# Pampered Chef?



## mudbug (Dec 30, 1999)

I'm going to assume most of you professional cooks don't use much of this brand... Over the last few years, it's become increasingly popular and it seems some people swear by particular items they make. 

When I look up more info, sometimes I find no complaints about a particular product, other times it's 50/50.

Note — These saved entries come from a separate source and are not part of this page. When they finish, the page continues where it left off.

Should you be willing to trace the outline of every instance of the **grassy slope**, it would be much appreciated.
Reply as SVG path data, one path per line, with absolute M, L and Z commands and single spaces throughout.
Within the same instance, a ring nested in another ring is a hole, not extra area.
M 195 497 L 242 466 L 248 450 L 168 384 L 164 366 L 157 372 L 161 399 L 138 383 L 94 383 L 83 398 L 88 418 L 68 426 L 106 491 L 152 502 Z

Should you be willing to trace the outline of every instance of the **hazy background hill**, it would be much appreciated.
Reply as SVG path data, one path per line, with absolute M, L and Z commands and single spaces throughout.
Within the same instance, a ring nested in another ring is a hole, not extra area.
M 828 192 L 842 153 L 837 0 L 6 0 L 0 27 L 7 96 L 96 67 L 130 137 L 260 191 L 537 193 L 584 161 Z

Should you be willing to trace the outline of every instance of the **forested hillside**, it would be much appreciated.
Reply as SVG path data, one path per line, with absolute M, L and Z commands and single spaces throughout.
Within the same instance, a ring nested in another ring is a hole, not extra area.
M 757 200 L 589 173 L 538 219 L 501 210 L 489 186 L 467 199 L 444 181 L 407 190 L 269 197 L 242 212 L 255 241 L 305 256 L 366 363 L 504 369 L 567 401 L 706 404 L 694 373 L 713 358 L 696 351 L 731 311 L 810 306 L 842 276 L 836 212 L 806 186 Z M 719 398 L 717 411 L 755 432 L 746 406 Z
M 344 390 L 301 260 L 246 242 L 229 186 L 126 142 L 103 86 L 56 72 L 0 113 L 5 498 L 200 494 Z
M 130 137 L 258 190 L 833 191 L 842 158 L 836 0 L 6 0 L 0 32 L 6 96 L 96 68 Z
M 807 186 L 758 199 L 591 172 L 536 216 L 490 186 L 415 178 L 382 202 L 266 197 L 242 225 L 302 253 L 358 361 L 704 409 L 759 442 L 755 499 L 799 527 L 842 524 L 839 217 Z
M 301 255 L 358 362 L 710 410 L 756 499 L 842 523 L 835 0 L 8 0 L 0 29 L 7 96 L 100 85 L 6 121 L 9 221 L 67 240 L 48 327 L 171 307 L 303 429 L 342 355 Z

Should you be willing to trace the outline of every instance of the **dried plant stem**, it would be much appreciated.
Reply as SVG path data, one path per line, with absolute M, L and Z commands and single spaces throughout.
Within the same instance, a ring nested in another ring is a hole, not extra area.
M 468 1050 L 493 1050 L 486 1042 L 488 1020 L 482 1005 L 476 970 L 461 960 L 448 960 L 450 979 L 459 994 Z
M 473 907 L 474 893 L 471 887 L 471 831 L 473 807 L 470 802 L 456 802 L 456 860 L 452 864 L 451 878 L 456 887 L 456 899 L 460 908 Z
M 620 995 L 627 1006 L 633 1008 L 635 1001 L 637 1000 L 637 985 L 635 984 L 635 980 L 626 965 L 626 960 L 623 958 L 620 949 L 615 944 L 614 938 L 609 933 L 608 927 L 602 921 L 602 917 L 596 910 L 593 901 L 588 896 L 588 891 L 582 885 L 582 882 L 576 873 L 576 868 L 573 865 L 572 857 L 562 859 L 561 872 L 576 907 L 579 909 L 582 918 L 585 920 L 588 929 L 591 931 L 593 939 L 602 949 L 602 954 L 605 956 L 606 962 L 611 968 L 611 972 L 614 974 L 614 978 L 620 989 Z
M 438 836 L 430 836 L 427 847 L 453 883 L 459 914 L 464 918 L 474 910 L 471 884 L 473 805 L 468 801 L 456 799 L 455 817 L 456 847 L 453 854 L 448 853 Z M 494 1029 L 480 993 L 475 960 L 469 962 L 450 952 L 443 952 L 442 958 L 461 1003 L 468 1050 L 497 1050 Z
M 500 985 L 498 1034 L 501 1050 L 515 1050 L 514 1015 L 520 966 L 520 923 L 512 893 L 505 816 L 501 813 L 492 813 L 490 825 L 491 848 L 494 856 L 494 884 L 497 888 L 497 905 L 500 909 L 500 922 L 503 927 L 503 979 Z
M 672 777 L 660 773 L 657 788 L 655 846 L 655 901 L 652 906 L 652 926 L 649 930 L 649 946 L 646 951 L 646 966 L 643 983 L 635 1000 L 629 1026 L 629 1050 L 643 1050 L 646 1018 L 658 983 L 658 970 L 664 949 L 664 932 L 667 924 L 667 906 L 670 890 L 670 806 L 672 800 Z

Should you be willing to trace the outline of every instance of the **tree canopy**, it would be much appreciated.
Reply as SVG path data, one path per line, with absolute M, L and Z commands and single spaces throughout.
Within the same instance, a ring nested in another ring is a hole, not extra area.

What are your personal experiences with Pampered Chef products? Any particular gadgets you like or dislike....?


----------



## mezzaluna (Aug 29, 2000)

I bought a rectangular baking stone a few years ago and really like it for bread and pizza. It did break, but they replaced it. A Pampered Chef party was the first time I'd ever seen one of those rubber 'cannolis' for peeling garlic.


----------



## carolinebru (Mar 6, 2012)

before going to school my mom and i were both consultants - i would never use their pots and pans in a professional kitchen ( but mine is full of them) but i find alot of their tools are really great. (definitely better knives to be found though)


----------



## thatchairlady (Feb 15, 2012)

SIL did Pampered Chef demos for a few years... she was GOOD at it and her parties were always fun and involved lots of food.  Bought on of their pizza stones, used it for YEARS, and then broke it... MY FAULT... worked fine.  A lot of their things are total one-hit-wonders.  If you have the room for a bunch of gizmos that only do ONE thing... good for you.  She accumulated a LOT of their products.  Got a whole set of non-stick cookware... no complaints.  Personally, think a lot of it is over-priced??   She gave me one of their chopper-thingies.  It worked just fine, but found I was reaching for a decent knife before digging that thin out of kitchen cabinet.


----------